Les concepts qui passent bien à l'échelle partagent un profil : un menu et une exploitation simples qu'une personne autre que le fondateur peut gérer avec constance, des unit economics qui fonctionnent à un AUV réaliste (pas seulement dans l'établissement phare), et une relation où les franchisés gagnent de l'argent de façon assez fiable pour continuer à réinvestir et à ouvrir davantage. Les concepts calent quand le modèle ne fonctionne que pour les emplacements héroïques du fondateur, quand les coûts de construction dépassent les ventes qu'ils génèrent, ou quand le poids des redevances laisse aux exploitants trop peu pour absorber un mauvais trimestre.
Le droit d'entrée est-il identique au coût total d'ouverture ?
Les redevances sont-elles prélevées sur le bénéfice ou sur les ventes ?
Qu'est-ce que l'Item 19 et puis-je m'y fier ?

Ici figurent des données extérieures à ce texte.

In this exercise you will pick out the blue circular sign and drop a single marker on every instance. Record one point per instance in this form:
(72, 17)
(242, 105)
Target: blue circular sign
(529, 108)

Combien de temps faut-il généralement à une franchise pour être rentabilisée ?
L'essentiel
Les unit economics d'une franchise n'ont rien de mystérieux, ce n'est qu'une chaîne de pourcentages appliquée à un chiffre de ventes que vous devez estimer honnêtement. Posez la bonne hypothèse d'AUV, empilez la redevance et le fonds publicitaire sur vos coûts d'exploitation réels, et le délai de retour et le revenu net découlent du calcul. Les acheteurs qui réussissent traitent le FDD comme un devoir plutôt que comme une brochure, modélisent l'unité médiane plutôt que l'établissement phare, et acceptent l'échange fondamental : vous renoncez à de la marge contre un système qui fonctionne. Que cet échange en vaille la peine dépend entièrement de savoir si les chiffres, calculés prudemment, laissent encore quelque chose à l'exploitant.